Department of Medicinal Chemistry, School of Pharmacy, Second Military Medical University, 325 Guohe Road, Shanghai, 200433, China.
Department of Medicinal Chemistry, School of Pharmacy, Second Military Medical University, 325 Guohe Road, Shanghai, 200433, China.
Eur J Med Chem. 2022 Jan 5;227:113961. doi: 10.1016/j.ejmech.2021.113961. Epub 2021 Oct 29.
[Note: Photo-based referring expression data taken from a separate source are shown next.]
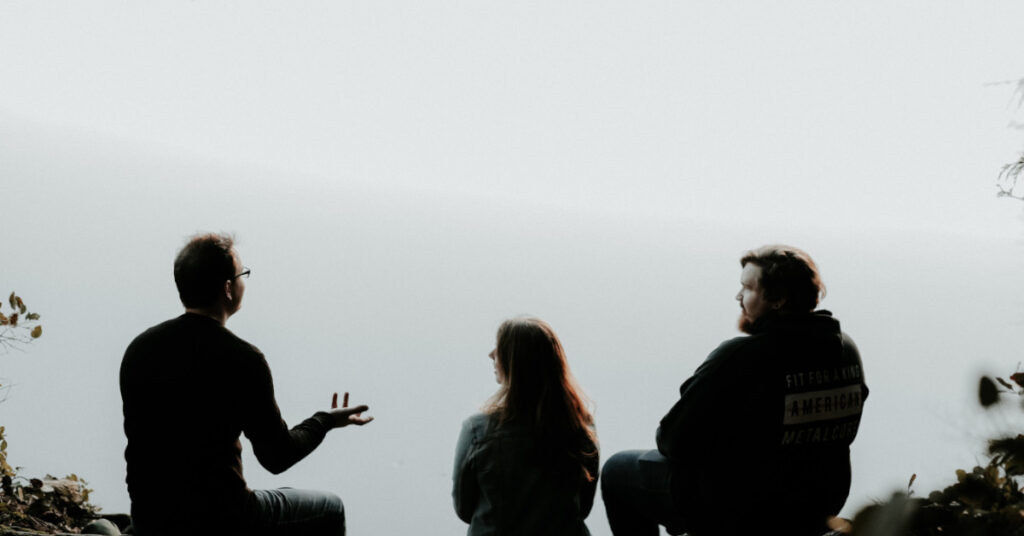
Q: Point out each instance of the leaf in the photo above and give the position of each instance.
(988, 394)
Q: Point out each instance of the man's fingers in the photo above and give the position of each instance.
(359, 421)
(354, 410)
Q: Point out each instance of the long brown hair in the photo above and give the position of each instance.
(539, 388)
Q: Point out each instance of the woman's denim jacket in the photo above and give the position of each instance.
(505, 483)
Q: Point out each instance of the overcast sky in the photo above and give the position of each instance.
(403, 175)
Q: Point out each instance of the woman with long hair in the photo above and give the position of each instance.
(528, 463)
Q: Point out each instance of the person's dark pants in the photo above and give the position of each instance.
(269, 512)
(637, 493)
(286, 511)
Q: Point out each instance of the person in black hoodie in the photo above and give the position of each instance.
(760, 439)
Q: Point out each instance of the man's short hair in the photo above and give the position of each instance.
(790, 274)
(202, 268)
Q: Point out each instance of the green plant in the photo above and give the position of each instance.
(984, 501)
(46, 504)
(18, 327)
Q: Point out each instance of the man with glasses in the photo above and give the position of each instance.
(189, 388)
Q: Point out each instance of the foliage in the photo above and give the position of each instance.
(46, 504)
(19, 326)
(1010, 175)
(985, 500)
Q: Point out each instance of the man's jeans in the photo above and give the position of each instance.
(635, 486)
(269, 512)
(286, 511)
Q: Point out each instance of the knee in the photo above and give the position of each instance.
(335, 512)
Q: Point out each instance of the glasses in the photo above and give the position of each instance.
(245, 274)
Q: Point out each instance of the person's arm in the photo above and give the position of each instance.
(701, 398)
(590, 489)
(276, 447)
(465, 491)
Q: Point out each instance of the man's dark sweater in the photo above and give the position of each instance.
(760, 438)
(189, 388)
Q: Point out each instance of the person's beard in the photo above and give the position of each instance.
(744, 323)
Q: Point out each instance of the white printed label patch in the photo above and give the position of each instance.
(822, 405)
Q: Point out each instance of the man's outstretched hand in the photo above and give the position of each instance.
(345, 415)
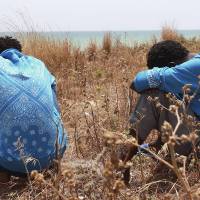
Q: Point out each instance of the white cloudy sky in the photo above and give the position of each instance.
(71, 15)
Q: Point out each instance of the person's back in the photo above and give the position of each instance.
(30, 124)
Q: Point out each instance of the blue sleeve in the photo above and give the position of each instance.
(170, 79)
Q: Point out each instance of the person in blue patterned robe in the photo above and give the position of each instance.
(31, 131)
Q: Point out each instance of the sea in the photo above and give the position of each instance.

Clinical treatment of candidiasis has suffered from increasingly severe drug resistance and limited efficacy. Thus, novel strategies to deal with drug resistance are highly desired to develop effective therapeutic agents. Herein, dual inhibition of heat shock protein 90 (Hsp90) and histone deacetylase (HDAC) was validated as a new strategy to potentiate efficacy of fluconazole against resistant Candida albicans infections. The first generation of Hsp90/HDAC dual inhibitors were designed as synergistic enhancers to treat azoles-resistant candidiasis. In particular, compound J5 exhibited fungal-selective inhibitory effects on Hsp90 and HDACs, leading to low toxicity and excellent in vitro (FICI = 0.266) and in vivo synergistic antifungal potency to treat fluconazole resistant candidiasis. Antifungal-mechanistic investigation revealed that compound J5 suppressed important virulence factors and down-regulated expression of resistance-associated genes. Therefore, Hsp90/HDAC dual inhibitors represent a new strategy for the development of novel antifungal therapeutics to combat azole-resistant candidiasis.
临床治疗念珠菌病一直受到耐药性日益严重和疗效有限的困扰。因此,非常需要寻找新的策略来应对耐药性,以开发有效的治疗药物。本文验证了双重抑制热休克蛋白 90(Hsp90)和组蛋白去乙酰化酶(HDAC)作为增强氟康唑治疗耐药性白色念珠菌感染疗效的新策略。第一代 Hsp90/HDAC 双重抑制剂被设计为协同增强剂,以治疗唑类耐药性念珠菌病。特别是化合物 J5 对 Hsp90 和 HDACs 具有真菌选择性抑制作用,导致低毒性和优异的体外(FICI = 0.266)和体内协同抗真菌活性,可治疗氟康唑耐药性念珠菌病。抗真菌机制研究表明,化合物 J5 抑制了重要的毒力因子,并下调了耐药相关基因的表达。因此,Hsp90/HDAC 双重抑制剂为开发新型抗真菌治疗药物以对抗唑类耐药性念珠菌病提供了一种新策略。